Despite her slight size, her master plied the Douse Fish with skill as she hopped her way from headland to headland up the north-western coast of the Grume, so that by mid morning the little vessel made the Gullet where the great Humour river poured into the sea. Two low towers were there, one – the Underend – rising from the muck of the estuarine marshlands of the Sough on the Humour’s western shore, the other – the Over End – lifted upon great foundation-stones out of the very midst of the mighty river’s mouth. Under the watch of these fortalice, the Douse Fishjoined several score of other vessels collecting from all compasses of the southern seas and even from far off and more fabled ports, marshalled before the western side of the river-mouth in a loose line stretching out to sea. On their right – to the east and beyond the bastion of Over End – Economous could see as many vessels as were labouring to enter the Humour, coming out of the same, hurried on under the river’s heavy outward push out into wild and open water. He could only marvel at the bizarre and impossible places some of them might be bound for, and felt a sault of joy that he too was on adventure to an alien destination. Squatting upon his rough seat before the helm, Economous stared in wonder at the gathered craft: many many cromsters of a surprising variety of lengths; lines of barges both laden and empty in the draw of iron-clad sheers-drudges; great shallow-draughted prams wide and flat to hold vast cargoes.

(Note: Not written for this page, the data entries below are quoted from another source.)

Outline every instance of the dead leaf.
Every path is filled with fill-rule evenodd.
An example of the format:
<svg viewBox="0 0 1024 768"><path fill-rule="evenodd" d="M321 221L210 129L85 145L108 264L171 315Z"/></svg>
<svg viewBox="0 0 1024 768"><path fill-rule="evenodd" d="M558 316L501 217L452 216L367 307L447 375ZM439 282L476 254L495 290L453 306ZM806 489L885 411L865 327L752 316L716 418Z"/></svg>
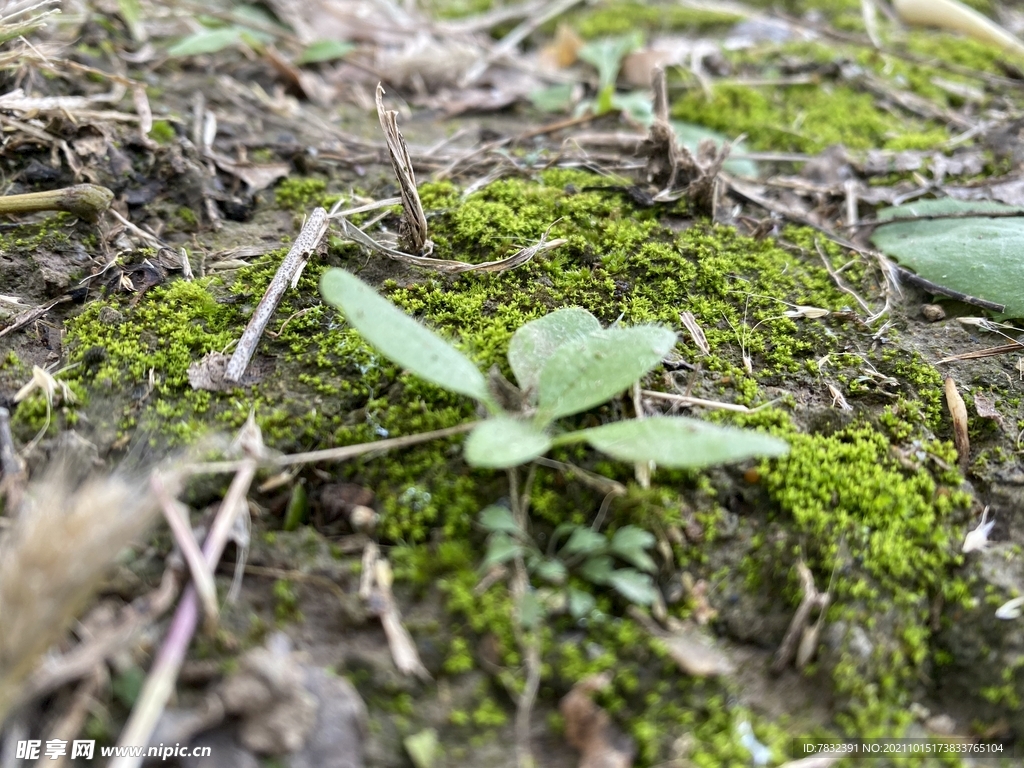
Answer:
<svg viewBox="0 0 1024 768"><path fill-rule="evenodd" d="M986 395L981 393L974 395L974 410L977 411L978 416L981 418L992 419L999 425L1000 429L1006 429L1003 424L1003 415L996 409L995 401L990 400Z"/></svg>
<svg viewBox="0 0 1024 768"><path fill-rule="evenodd" d="M565 69L576 63L576 57L583 47L583 38L565 22L555 30L555 39L540 52L540 61L553 69ZM648 81L650 75L648 74ZM645 85L648 81L645 81Z"/></svg>
<svg viewBox="0 0 1024 768"><path fill-rule="evenodd" d="M580 751L579 768L630 768L636 755L633 739L590 698L607 688L611 675L591 675L572 687L558 705L565 719L565 740Z"/></svg>
<svg viewBox="0 0 1024 768"><path fill-rule="evenodd" d="M967 405L957 391L956 382L952 377L945 381L946 407L953 417L953 443L960 459L960 469L966 469L971 459L971 439L967 435Z"/></svg>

Upon the west of these, closer to shore in the quieter waters kept by the governing shadow of the Under End tower, a makeshift fleet of packets waited – light, two-masted sailers, each with signalling burge flags flying, requesting a tow behind any willing gastriner through the contrary surge of the out-flowing river. There was a time before gastrine vessels when such as these would have had to haul themselves through the churning eddys in their own boats by oar and arm alone. Indeed in these more enlightened times some still might, for though it was proper maritime practice for a gastriner to answer a Request for Towage, it was not – unless in time of open war – an absolute law. For the sailers moored by the Gullet it was a genuine lot-cast as whether a haul would be offered them or not by the masters of the muscle-driven vessels so commonly in their own hurry.

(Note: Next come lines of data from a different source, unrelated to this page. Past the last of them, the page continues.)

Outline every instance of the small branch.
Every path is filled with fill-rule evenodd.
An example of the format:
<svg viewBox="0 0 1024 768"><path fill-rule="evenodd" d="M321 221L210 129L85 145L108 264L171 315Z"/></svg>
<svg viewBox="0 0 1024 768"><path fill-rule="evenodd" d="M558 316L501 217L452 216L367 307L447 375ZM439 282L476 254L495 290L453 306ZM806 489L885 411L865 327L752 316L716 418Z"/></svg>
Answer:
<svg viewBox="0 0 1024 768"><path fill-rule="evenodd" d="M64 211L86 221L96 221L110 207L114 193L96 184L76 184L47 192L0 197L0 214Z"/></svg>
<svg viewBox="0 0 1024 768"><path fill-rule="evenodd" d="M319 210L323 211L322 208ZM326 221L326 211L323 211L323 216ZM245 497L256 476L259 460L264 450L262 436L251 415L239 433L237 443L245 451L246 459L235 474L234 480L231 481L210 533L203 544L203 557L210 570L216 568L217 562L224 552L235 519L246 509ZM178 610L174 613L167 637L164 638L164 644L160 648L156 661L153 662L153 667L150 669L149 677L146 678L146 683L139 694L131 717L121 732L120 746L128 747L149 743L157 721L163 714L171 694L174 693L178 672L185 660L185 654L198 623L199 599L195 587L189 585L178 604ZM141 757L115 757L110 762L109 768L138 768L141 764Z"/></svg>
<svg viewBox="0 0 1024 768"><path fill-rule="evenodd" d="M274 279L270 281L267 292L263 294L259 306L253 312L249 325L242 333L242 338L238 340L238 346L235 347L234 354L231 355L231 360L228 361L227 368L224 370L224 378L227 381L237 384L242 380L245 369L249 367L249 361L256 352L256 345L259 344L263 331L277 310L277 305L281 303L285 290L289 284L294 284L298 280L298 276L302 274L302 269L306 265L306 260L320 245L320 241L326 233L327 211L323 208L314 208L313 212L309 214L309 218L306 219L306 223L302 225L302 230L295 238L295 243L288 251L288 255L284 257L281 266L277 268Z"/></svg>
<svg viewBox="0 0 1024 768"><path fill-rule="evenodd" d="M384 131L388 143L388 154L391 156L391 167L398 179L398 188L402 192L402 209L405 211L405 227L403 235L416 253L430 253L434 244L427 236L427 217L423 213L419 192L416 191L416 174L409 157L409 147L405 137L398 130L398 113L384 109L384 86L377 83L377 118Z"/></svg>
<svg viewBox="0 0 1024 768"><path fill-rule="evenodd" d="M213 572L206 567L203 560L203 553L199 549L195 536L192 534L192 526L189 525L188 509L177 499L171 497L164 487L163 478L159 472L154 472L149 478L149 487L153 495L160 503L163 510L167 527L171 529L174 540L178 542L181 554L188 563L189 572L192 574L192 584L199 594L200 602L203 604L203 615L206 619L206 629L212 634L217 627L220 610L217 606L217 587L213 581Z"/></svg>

The Douse Fish trod within hailing distance of one such vessel – close enough for Economous to read Emperorfly upon her prow plate – and its master immediately called with great shouts for the cromster to heave to and throw the sailer a cable.
With a curse of, “Pullets and cockerils!” for the delay, Mister Patefract proved himself in some stripe a noble fellow after all and, slowing to a dead crawl had the loose end of the heavy, much-prized rope rowed in the cromster’s sole jollyboat to the needy packet.
Under proper tread again, the Douse Mouse took the weight of the Emperorfly in her stride at first, further into the Gullet she began to struggle against the full and mighty weight of southward pushing flow. With all limbres to the screw, the cromster shuddered as the muscles inside her gastrine boxes strained against the inexorable flow of the dark primordial river pouring into the milky waters of the vinegar sea. Economous clung to the sole mast as Douse Mouse – surely about to shake herself to flinders under her master’s obstinate command – juddered and heaved beneath the young illuminator’s unsteady feet. With a final lurch, the effluent surge let them go and cromster pushed her way into calm of the river proper, pulling a grateful Emperorfly with her. Yet Barge-master Patefract was far from content. Without pause the sour fellow ordered his own towage cable cast loose rather than lose precious moments in its proper retrieval, and so released of the sailer’s weight drove the hard-working craft on.
“We’ll nay make it, we’ll nay make it,” he kept grumbling to himself, determined to make the fortified rivergate of the Spindle before close of day when the fortress watchmen retired for the evening.